Dermatitis chronic actinic: Chronic laminar eczema reaction which is essentially limited to the exposed skin areas Typical of chronic actinic dermatitis and thus distinguishable from a toxic light reaction (type acute solar dermatitis) is the blurred transition (eczematous scattering reactions) from lesional to healthy skin.
psoriasis vulgaris. treated psoriasis vulgaris. the previously existing typical psoriatic plaques are replaced by red spots with marginal hyperpigmentation. the treatment was carried out locally with dithranol [cignolin]. scaling no longer present. the brewing discoloration of the lesional surroundings are reversible discolorations of the nromal skin by diathranol. the diagnosis "psoriasis" is doubtless due to the known anamnesis.
Incontinentia pigmenti achromians: Mosaic-like hypopigmentations of the left trunk and leg in a 2-year-old girl which appeared for the first time in the 4th month of life and have been progressive since then.
Becker nevus: planar and spatter-like hyperpigmentation, focal hypertrichosis in the region of the lateral thoracic wall in young men; hardly visible at birth, postpubertal expression.
Melanoma, malignant, lentigo-maligna melanoma, bizarrely configured brown-black spot on UV-damaged skin on the nose, centrally low infiltration, development since about 8 years.
Cutis marmorata teleangiectatica congenita (localisata), symptomless vascular malformation with reticular and extensive redness and vascular veins sharply limited to hands and the distal forearm.
Acrocyanosis: A flat, symptomless, blurredly limited, red-livid spot in the buttocks of a 52-year-old woman, which becomes much more prominent when exposed to cold.
Vascular (capillary) malformation (so-called naevus flammeus): Congenital, generalized, irregularly configured, spotty erythema from the scalp to the sole of the foot in a 5-year-old boy, developed according to age.
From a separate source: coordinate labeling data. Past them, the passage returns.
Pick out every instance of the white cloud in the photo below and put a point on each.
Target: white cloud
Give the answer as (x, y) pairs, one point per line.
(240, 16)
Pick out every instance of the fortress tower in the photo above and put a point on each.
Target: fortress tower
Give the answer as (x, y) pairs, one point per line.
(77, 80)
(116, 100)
Here changes of the sole of the foot.
Naevus anaemicus: Approximately palm-sized, irregularly limited, white, smooth stain. No reddening after rubbing the stain. On glass spatula pressure the borders to the surrounding area disappear.
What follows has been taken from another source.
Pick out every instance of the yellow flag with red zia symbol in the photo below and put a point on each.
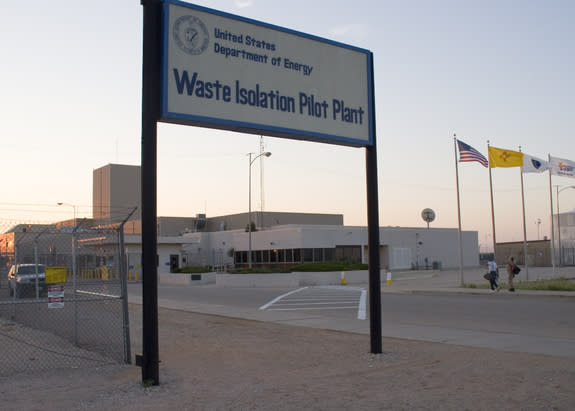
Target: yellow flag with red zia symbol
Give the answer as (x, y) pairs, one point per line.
(500, 157)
eczema atopic in childhood: 14-year-old adolescent with generalized atopic eczema. striking grey-brown, dry skin. multiple scratched papules and plaques. extensive, therapy-resistant pyoderma on the left thigh (developed after traumatic abrasion)
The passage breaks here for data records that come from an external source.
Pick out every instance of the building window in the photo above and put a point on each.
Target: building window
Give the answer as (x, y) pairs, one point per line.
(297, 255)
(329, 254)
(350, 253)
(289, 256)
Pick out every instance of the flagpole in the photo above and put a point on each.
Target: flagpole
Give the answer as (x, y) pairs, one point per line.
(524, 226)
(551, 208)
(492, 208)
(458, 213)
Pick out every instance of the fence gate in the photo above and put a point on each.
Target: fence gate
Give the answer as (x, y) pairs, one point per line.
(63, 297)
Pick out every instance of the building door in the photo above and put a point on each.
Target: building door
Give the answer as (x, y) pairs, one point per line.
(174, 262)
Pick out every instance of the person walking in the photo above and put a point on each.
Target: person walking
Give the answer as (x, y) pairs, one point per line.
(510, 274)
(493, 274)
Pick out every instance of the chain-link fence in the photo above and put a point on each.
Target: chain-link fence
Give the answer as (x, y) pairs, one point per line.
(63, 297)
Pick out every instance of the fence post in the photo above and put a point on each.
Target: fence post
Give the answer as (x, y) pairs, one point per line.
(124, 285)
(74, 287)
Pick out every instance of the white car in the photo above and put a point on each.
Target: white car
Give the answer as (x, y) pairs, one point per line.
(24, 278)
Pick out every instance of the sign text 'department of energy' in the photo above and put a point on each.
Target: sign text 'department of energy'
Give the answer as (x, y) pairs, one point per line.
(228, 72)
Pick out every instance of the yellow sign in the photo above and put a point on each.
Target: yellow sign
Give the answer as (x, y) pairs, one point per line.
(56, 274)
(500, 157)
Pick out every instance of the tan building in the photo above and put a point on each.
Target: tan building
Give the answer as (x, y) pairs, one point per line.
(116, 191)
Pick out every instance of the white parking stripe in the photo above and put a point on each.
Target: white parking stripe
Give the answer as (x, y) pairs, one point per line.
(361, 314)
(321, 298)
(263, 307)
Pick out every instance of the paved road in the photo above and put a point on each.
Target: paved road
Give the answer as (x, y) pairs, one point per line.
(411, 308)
Vasculitis leukocytoclastic (non-IgA-associated): multiple, since 1 week existing, on both legs symmetrically localized, irregularly distributed, 0.1-0.2 cm large, confluent in places, symptomless, red, smooth spots (not compressible).
Dermatitis, chronic actinic (type actinic reticuloid). large-area, chronically dynamic, severe eczema reaction limited to UV-exposed skin areas with rough, extensive eminently itchy plaques with fine dense scaling. massive actinic elastosis (see deep rhomboidal skin field of the entire face). already after brief exposure to the sun, increase in burning itching. no history of atopy. probably caused by the intake of thiazide-containing diuretics.